Lorsque More avait été décapité, Cromwell avait regardé avec le reste de la foule. Là, il semble presque sur l’échafaud avec Anne Boleyn, derrière elle, respirant dans son cou, tandis qu’elle lève nerveusement le bras vers ses cheveux, écho spectral d’un geste érotique. Mantel passe insensiblement de la prière d’Anne à celle de Cromwell : « Pour l’amour de Dieu, baisse ce bras et il n’aurait pas eu de désir plus brûlant si… » Si quoi ? Si c’était sa propre épouse, ou l’une de ses filles, ou quelque autre femme qu’il avait aimée ? Si c’était lui qui s’agenouillait à bout de nerfs, attendant la mort ?

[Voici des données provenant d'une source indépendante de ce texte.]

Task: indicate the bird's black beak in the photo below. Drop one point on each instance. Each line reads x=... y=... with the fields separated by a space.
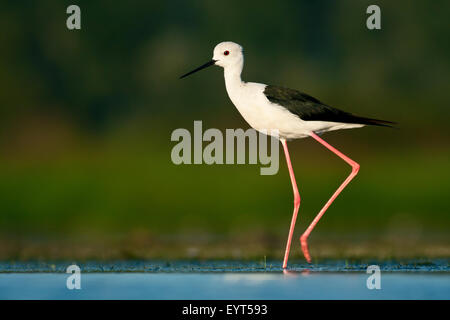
x=206 y=65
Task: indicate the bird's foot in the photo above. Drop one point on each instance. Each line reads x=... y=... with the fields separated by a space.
x=304 y=243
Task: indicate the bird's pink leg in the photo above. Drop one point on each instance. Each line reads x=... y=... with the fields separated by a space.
x=296 y=202
x=355 y=169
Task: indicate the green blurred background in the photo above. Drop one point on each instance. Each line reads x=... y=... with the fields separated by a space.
x=86 y=118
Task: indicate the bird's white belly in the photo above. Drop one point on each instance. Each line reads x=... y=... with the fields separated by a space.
x=265 y=116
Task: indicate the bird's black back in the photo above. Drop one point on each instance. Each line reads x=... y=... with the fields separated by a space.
x=310 y=109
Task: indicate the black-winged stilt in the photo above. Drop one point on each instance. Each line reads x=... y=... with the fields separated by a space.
x=292 y=113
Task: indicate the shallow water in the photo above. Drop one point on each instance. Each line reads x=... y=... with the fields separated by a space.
x=292 y=285
x=420 y=279
x=435 y=265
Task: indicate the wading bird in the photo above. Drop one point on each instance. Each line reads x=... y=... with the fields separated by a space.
x=293 y=114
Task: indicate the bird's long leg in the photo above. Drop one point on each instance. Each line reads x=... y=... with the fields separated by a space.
x=355 y=169
x=296 y=202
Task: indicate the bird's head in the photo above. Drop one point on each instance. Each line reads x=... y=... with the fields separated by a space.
x=228 y=54
x=225 y=54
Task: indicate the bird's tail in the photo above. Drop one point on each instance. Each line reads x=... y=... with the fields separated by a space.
x=376 y=122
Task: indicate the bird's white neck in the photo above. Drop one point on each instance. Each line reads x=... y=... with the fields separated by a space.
x=232 y=76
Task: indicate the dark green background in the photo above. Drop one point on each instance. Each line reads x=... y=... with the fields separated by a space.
x=86 y=118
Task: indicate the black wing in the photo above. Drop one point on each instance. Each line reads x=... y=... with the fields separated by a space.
x=310 y=109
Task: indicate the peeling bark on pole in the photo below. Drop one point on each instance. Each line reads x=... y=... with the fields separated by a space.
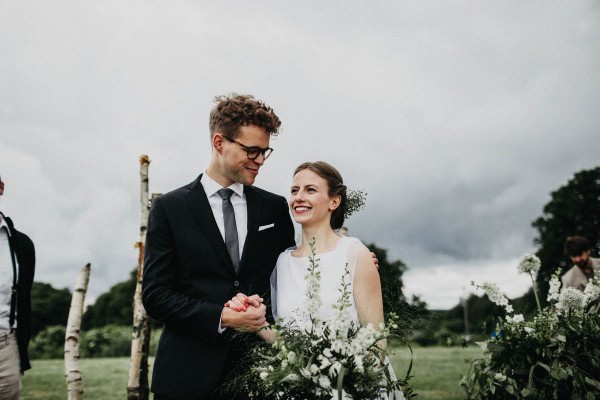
x=72 y=364
x=137 y=386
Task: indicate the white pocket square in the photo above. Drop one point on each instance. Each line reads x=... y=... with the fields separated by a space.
x=262 y=228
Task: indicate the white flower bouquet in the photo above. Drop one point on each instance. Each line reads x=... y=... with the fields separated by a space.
x=554 y=354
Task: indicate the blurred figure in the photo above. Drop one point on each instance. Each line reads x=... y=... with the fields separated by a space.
x=17 y=266
x=584 y=267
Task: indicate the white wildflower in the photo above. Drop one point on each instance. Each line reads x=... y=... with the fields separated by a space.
x=554 y=291
x=570 y=299
x=324 y=382
x=495 y=296
x=290 y=378
x=335 y=369
x=291 y=357
x=591 y=292
x=500 y=377
x=515 y=319
x=305 y=373
x=530 y=264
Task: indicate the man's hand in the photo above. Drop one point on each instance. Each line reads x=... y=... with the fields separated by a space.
x=375 y=260
x=241 y=302
x=252 y=319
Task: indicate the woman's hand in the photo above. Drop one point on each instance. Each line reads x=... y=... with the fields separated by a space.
x=240 y=302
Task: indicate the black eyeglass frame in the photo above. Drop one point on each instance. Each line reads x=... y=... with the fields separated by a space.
x=253 y=149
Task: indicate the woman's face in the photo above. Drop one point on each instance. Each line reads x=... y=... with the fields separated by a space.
x=309 y=198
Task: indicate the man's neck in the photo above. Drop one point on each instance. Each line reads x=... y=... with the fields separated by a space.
x=220 y=179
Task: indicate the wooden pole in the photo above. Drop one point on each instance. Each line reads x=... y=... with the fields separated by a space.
x=137 y=386
x=72 y=363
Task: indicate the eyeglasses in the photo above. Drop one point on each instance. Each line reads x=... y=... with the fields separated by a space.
x=253 y=151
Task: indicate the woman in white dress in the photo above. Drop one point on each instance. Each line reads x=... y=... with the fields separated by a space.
x=317 y=202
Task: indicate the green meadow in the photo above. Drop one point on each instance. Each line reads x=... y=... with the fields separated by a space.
x=436 y=373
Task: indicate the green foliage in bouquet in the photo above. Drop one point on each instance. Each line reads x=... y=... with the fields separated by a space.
x=324 y=360
x=554 y=355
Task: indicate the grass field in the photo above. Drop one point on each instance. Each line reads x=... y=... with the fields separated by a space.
x=436 y=373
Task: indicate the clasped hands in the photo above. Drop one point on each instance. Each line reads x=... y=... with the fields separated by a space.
x=244 y=313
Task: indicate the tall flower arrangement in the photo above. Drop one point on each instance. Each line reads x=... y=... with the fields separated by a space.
x=555 y=354
x=326 y=359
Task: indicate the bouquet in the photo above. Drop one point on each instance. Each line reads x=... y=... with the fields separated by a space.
x=553 y=355
x=325 y=359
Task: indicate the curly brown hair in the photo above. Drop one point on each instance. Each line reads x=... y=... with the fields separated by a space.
x=235 y=110
x=336 y=188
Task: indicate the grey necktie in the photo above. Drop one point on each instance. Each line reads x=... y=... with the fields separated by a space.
x=231 y=239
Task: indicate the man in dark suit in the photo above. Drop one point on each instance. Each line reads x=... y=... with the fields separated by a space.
x=205 y=244
x=17 y=267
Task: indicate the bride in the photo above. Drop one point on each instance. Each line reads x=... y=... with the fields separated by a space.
x=317 y=202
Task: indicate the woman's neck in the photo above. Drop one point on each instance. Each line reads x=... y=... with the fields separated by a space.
x=324 y=237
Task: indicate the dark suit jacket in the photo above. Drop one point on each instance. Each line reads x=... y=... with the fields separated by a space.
x=188 y=276
x=24 y=251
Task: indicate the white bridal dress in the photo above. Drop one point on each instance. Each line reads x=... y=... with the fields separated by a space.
x=288 y=286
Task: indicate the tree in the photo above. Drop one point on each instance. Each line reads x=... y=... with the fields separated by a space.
x=390 y=274
x=573 y=210
x=113 y=307
x=49 y=306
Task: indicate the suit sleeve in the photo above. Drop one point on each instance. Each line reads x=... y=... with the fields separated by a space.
x=160 y=295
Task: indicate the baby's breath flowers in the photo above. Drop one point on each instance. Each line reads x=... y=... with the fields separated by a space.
x=554 y=353
x=495 y=295
x=530 y=264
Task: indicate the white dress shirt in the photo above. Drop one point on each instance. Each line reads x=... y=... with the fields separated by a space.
x=6 y=276
x=238 y=200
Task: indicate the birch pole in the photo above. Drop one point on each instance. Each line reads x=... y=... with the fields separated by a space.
x=137 y=386
x=72 y=364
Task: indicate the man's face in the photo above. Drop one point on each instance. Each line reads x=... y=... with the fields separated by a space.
x=582 y=260
x=236 y=166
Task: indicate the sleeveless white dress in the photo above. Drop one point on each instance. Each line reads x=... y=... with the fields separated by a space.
x=288 y=286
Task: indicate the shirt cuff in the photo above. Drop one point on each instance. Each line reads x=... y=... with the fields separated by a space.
x=221 y=329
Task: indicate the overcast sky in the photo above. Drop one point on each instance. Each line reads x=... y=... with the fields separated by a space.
x=457 y=118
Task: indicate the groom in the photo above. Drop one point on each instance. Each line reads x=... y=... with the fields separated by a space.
x=205 y=244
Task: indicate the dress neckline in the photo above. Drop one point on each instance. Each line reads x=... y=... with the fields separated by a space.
x=342 y=237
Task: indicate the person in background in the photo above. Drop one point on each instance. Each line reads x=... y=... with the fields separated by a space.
x=17 y=267
x=584 y=267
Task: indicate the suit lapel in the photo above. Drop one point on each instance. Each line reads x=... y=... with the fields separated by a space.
x=198 y=202
x=253 y=205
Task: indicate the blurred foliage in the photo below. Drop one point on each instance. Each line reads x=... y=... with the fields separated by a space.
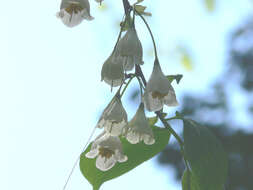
x=214 y=111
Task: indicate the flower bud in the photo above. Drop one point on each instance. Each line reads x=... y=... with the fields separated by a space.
x=130 y=49
x=158 y=91
x=112 y=71
x=73 y=12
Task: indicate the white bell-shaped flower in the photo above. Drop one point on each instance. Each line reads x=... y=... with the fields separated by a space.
x=112 y=71
x=114 y=118
x=130 y=49
x=108 y=150
x=139 y=129
x=73 y=12
x=158 y=91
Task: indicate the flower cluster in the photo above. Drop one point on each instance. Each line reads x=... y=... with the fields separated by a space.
x=126 y=55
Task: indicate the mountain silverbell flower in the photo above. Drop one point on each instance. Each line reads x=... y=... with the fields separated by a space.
x=158 y=90
x=139 y=129
x=112 y=71
x=114 y=117
x=130 y=49
x=108 y=150
x=73 y=12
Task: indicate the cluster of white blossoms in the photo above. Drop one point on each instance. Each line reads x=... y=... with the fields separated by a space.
x=107 y=148
x=127 y=54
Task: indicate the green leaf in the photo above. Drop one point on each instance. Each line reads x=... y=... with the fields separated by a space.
x=174 y=77
x=141 y=9
x=189 y=181
x=152 y=120
x=206 y=156
x=139 y=1
x=137 y=154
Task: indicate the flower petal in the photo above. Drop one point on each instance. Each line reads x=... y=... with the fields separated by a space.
x=104 y=163
x=92 y=153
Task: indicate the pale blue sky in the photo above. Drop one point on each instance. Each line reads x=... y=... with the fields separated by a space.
x=51 y=92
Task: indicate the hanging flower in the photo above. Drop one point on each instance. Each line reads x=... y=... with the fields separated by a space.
x=139 y=129
x=114 y=117
x=112 y=71
x=108 y=150
x=158 y=91
x=73 y=12
x=130 y=49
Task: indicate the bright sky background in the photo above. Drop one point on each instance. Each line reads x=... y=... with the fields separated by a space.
x=51 y=94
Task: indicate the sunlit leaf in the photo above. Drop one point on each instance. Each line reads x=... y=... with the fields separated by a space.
x=175 y=77
x=141 y=10
x=137 y=154
x=138 y=1
x=189 y=182
x=102 y=7
x=206 y=156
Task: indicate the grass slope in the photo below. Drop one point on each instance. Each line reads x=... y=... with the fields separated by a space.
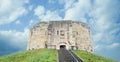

Mantel et ses lecteurs savent que Cromwell se rapproche inexorablement de sa propre exécution. L’auteure a dit qu’elle comptait initialement le tuer à la fin de Wolf Hall ; puis à la fin du second tome. Il y aura donc un troisième volume, puisqu’il est plus vivant que jamais et repousse l’échéance fatale, devenant de page en page plus fascinant. En aucun cas, Bring Up the Bodies ne saurait être considéré comme une simple suite de Wolf Hall. Mantel est plus que d’autres une romancière révolutionnaire engagée. Elle comprend la révolution non seulement comme un acte d’espoir, un champ ouvert à l’expérimentation, ou une tentative d’imaginer un monde meilleur, mais aussi comme un maelström politique : un tourbillon où se mêlent de dangereux opportunistes et où « volent en éclats les certitudes de ce monde, et de l’autre ».
Cet article est paru dans le Times Literary Supplement le 9 mai 2012. Il a été traduit par Baptiste Touverey.